Computer Science Department, University of Minnesota.

URL:

http://www.cs.umn.edu/~shekhar

SLIDES:

ABSTRACT:

It is critical to monitor and predict where and when large contaminant fluxes will occur so that actions may be taken to protect environment and limit exposure to human and aquatic life. Current water quality monitoring is based on infrequent (e.g., weekly) sampling and time-consuming (e.g., hours to days) testing methods, making it difficult to make timely decisions to protect watersheds, a crucial part of our environment. Recent advances have led to use of monitoring networks based on sensors to provide increased sampling frequency as well as digital watershed data warehouses to manage the sensor data. However, key challenges remain. Researchers need new models that they can apply to take full advantage of these new types of data sets, as current models do not adequately account for the huge quantities of data collected and the new patterns that are observable as a result. The goal of this project is to advance new scalable spatio-temporal data mining tools and protocols for monitoring, detecting, and predicting contamination of environment. Classical and spatial data mining ideas are generalized to represent and analyze data sets related to physical processes such as water flow and contaminant flow using novel methods such as flow anomaly detection and teleconnection detection.
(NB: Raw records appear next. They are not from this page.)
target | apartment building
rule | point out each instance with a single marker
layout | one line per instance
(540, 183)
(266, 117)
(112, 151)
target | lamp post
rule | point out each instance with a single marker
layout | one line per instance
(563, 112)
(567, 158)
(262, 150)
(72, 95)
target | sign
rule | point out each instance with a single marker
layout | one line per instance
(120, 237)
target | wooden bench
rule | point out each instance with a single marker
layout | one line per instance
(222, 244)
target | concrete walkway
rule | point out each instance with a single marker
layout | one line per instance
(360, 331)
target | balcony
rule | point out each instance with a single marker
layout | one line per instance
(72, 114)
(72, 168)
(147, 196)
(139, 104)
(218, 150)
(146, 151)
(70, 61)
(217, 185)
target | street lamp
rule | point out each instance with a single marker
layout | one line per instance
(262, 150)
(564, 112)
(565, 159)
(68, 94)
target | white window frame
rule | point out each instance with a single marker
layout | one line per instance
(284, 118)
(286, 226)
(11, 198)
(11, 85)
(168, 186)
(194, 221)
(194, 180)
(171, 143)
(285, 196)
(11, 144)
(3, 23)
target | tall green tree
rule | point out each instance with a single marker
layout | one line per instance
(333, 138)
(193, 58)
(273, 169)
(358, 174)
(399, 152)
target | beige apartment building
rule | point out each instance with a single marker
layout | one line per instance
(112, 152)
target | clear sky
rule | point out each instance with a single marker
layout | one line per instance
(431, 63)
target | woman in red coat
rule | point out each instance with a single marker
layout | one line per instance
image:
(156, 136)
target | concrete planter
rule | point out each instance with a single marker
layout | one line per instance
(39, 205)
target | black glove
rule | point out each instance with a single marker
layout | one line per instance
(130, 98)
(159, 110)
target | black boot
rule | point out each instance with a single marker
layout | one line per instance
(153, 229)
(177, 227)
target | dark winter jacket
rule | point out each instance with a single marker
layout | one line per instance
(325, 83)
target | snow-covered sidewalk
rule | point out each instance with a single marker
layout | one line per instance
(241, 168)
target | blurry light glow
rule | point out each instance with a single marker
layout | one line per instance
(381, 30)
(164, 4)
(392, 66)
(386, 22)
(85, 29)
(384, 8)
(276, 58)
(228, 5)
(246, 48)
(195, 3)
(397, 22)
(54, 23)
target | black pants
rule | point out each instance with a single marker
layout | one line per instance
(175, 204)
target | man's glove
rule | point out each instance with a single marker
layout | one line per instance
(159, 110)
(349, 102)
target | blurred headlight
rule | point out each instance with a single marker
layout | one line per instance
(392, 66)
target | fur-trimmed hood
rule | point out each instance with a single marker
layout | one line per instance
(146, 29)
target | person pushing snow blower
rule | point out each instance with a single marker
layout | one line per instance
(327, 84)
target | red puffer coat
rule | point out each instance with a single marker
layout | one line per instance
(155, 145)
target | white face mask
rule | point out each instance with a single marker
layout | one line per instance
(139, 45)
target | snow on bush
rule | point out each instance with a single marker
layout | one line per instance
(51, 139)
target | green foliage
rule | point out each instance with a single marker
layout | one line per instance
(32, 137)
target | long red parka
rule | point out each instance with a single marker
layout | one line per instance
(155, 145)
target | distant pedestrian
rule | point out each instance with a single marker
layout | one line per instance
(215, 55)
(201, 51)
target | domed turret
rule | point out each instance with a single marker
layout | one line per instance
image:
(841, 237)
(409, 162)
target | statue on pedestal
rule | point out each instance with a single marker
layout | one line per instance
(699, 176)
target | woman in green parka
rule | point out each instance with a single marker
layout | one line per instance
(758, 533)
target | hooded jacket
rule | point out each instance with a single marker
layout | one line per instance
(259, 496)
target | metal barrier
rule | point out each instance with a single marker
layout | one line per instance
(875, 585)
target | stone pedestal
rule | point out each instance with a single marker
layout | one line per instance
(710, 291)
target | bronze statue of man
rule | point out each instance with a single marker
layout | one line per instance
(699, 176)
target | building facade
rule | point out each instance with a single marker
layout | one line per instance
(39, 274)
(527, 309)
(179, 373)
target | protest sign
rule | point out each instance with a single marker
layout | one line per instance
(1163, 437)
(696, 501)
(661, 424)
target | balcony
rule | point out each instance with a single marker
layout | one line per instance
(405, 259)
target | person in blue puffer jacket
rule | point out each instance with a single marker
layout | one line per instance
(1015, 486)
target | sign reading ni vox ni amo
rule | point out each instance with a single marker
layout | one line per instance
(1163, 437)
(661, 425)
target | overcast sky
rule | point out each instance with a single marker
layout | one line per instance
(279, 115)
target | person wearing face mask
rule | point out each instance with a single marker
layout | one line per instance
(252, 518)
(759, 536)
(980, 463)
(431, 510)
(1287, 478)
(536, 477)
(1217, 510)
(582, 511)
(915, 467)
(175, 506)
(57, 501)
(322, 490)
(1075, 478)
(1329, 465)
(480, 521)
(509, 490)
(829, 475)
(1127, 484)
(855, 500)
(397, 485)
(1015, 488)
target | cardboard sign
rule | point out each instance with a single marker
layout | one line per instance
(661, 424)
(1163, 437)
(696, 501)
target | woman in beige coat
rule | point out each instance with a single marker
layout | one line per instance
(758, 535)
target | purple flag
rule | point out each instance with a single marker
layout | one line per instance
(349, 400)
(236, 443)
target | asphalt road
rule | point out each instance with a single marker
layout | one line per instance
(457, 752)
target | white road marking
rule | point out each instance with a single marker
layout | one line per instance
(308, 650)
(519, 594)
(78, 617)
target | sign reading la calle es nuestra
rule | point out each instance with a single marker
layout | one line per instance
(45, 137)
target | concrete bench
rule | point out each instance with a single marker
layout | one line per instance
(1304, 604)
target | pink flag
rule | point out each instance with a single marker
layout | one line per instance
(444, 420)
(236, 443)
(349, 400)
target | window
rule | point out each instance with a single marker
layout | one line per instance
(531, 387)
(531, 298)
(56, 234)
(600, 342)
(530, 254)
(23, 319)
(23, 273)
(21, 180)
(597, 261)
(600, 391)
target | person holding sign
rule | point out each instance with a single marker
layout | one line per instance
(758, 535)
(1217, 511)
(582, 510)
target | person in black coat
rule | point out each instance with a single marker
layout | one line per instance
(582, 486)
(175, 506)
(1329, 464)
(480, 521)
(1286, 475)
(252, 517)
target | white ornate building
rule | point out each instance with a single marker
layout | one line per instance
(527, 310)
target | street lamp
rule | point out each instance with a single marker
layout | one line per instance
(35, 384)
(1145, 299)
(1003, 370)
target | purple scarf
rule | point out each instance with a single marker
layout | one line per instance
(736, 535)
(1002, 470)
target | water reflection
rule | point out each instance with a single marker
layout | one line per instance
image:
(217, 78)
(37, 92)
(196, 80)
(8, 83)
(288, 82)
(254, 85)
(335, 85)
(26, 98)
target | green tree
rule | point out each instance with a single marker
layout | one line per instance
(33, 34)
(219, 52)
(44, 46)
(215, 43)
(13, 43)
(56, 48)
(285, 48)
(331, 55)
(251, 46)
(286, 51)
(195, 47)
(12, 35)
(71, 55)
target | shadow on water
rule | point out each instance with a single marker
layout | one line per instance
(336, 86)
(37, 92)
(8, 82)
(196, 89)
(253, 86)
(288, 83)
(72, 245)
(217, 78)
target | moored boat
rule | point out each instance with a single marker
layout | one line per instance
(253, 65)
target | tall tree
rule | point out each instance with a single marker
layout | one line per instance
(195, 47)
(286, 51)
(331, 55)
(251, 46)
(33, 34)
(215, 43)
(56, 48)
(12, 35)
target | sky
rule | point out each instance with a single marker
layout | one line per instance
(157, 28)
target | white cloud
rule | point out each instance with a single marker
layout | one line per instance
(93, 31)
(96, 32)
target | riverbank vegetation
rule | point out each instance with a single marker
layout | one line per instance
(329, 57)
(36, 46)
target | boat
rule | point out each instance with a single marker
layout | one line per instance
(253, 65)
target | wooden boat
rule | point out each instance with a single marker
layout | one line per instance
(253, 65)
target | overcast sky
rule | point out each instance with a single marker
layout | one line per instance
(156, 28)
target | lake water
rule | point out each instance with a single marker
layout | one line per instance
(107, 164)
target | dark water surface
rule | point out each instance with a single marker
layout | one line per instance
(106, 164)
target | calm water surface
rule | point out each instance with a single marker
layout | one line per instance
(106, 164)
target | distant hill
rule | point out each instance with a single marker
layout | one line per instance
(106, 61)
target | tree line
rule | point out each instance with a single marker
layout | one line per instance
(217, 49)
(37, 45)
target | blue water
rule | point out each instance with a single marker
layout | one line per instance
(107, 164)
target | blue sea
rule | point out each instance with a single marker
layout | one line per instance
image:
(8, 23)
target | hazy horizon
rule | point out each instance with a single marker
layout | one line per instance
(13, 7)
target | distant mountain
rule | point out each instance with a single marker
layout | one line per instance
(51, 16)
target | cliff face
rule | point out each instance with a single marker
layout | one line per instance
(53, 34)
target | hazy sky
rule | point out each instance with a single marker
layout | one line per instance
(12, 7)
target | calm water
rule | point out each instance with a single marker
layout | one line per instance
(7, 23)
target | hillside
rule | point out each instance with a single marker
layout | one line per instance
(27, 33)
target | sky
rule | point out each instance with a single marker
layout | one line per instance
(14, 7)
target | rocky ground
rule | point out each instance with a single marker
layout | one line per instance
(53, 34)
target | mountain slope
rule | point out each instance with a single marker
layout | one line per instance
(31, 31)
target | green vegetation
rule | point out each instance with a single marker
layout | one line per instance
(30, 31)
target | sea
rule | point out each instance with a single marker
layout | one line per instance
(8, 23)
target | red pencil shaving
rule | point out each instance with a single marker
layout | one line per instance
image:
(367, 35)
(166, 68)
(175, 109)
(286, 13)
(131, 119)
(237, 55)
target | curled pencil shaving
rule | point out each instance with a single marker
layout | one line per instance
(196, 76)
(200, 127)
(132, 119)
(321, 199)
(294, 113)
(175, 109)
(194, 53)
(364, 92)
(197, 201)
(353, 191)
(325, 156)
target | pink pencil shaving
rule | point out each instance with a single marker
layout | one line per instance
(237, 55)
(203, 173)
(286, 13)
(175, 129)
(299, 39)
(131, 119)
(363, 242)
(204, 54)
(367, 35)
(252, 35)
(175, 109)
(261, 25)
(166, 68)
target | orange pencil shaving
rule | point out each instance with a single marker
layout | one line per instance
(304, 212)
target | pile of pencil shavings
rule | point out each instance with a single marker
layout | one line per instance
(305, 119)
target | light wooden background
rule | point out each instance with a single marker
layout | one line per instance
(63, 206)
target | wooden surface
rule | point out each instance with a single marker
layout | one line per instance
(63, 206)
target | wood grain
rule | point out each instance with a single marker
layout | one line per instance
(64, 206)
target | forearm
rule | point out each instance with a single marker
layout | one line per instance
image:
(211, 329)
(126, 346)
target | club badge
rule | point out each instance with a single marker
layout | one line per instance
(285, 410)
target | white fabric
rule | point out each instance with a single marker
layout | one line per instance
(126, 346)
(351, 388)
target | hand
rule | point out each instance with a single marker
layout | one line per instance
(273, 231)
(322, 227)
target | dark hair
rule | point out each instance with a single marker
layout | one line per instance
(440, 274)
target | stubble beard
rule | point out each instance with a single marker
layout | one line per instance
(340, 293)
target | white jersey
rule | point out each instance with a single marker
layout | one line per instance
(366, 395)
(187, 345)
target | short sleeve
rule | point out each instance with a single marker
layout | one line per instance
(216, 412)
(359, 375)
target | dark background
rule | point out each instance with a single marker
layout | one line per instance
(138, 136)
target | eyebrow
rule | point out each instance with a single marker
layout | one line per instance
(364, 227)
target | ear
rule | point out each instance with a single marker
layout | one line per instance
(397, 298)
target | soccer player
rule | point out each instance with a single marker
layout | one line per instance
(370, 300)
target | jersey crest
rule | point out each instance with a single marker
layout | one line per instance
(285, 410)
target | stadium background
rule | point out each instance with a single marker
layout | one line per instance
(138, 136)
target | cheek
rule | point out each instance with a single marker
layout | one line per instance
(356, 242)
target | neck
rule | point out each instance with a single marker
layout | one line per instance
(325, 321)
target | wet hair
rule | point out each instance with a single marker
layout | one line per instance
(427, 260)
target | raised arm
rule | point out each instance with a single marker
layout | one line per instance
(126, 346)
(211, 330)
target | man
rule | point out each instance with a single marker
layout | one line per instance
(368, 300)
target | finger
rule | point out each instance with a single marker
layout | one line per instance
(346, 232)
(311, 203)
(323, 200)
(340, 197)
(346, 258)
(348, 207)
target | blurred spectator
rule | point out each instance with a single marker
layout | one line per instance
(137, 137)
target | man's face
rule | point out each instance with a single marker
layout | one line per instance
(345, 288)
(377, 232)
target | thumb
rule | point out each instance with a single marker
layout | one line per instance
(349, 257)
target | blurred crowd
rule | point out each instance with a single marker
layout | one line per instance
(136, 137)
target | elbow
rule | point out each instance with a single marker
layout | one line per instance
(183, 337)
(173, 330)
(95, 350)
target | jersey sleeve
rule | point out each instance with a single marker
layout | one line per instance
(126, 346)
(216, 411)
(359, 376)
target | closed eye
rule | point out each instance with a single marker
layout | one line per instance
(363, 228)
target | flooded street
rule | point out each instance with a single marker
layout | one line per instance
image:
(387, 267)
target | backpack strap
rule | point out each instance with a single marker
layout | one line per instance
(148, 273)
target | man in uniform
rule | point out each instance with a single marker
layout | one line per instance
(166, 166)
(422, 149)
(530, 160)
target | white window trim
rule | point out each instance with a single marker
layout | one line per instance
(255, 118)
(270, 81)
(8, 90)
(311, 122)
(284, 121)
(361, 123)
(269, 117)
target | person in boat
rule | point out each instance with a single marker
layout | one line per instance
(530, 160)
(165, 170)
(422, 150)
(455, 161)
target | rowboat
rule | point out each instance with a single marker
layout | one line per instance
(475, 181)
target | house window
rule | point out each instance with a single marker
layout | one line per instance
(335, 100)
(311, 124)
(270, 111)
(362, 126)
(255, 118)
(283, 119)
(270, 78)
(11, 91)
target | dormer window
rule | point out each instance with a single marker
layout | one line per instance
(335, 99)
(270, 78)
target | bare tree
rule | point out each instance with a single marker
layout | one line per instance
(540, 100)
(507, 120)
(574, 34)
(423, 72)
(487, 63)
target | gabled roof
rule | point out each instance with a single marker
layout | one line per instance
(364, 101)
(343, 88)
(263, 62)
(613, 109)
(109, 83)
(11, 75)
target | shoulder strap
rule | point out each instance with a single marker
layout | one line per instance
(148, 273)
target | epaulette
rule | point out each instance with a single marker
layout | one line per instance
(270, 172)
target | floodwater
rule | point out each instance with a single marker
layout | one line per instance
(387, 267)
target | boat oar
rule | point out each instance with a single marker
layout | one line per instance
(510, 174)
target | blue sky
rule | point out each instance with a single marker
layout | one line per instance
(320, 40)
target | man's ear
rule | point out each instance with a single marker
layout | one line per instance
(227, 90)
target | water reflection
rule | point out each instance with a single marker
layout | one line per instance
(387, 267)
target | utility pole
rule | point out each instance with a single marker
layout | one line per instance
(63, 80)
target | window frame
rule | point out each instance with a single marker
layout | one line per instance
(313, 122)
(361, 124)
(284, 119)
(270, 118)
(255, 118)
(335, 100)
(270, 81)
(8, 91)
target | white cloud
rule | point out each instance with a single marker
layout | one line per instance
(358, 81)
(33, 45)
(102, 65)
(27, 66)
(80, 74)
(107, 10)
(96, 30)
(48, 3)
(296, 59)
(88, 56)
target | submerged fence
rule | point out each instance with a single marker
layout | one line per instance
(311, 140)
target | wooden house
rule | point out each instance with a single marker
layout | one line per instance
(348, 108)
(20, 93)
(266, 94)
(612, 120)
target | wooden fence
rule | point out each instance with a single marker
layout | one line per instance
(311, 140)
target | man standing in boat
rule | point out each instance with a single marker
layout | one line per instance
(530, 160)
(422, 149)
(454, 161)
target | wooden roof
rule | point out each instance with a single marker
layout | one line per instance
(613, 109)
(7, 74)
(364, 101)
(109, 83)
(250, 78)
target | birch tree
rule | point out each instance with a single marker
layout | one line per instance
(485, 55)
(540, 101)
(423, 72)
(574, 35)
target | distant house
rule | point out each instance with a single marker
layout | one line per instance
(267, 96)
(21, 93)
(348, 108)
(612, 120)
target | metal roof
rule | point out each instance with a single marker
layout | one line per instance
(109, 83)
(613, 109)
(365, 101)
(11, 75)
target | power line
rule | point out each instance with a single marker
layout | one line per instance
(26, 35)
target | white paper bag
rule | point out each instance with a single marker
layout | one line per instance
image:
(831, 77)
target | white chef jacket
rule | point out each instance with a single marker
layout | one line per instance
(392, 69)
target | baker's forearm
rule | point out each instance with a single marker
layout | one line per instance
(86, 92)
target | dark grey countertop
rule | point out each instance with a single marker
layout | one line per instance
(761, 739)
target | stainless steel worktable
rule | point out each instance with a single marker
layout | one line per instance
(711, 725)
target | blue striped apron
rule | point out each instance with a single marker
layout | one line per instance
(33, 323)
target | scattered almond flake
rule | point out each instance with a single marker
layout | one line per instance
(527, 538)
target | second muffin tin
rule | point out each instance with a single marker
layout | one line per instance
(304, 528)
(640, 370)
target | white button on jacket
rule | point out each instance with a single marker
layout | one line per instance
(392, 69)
Given a percentage-threshold and readings from a pair of consecutive upstream and downstream sensors, flow anomaly discovery identifies dominant time intervals where the fraction of time instants of significantly mis-matched sensor readings exceed the given percentage-threshold. Discovering flow anomalies (FA) is an important problem in environmental flow monitoring networks and early warning detection systems for water quality problems. However, mining FAs is computationally expensive because of the large (potentially infinite) number of time instants of measurement and potentially long delays due to stagnant (e.g. lakes) or slow moving (e.g. wetland) water bodies between consecutive sensors. Traditional outlier detection methods (e.g. t-test) are suited for detecting transient FAs (i.e., time instants of significant mis-matches across consecutive sensors) and cannot detect persistent FAs (i.e., long variable time-windows with a high fraction of time instant transient FAs) due to a lack of a pre-defined window size. In contrast, we propose a Smart Window Enumeration and Evaluation of persistence-Thresholds (SWEET) method to efficiently explore the search space of all possible window lengths. Computation overhead is brought down significantly by restricting the start and end points of a window to coincide with transient FAs, using a smart counter and efficient pruning techniques. Experimental evaluation using a real dataset shows our proposed approach outperforms Naive alternatives.

KEYWORDS: Spatial Datasets, Auto-correlation, Spatial data mining.

ACKNOWLEDGMENTS: This work was supported in part by the National Science Foundation, the U.S. Department of Defense, and the University of Minnesota.

NOTE: Some of the results discussed in this talk appeared in the following publications:

  1. James M. Kang, Shashi Shekhar, Christine Wennen, Paige Novak, Discovering Flow Anomalies: A SWEET Approach, icdm, pp.851-856, 2008 Eighth IEEE International Conference on Data Mining, 2008.
  2. James M. Kang, Shashi Shekhar, Michael Henjum, Paige J. Novak and William A. Arnold, Discovering Teleconnected Flow Anomalies: A Relationship Analysis of Dynamic Neighborhoods (RAD) Approach , Proc. Intl. Symp. on Adv. in Spatial and Temporal Databases, Springer LNCS 5644, 2009.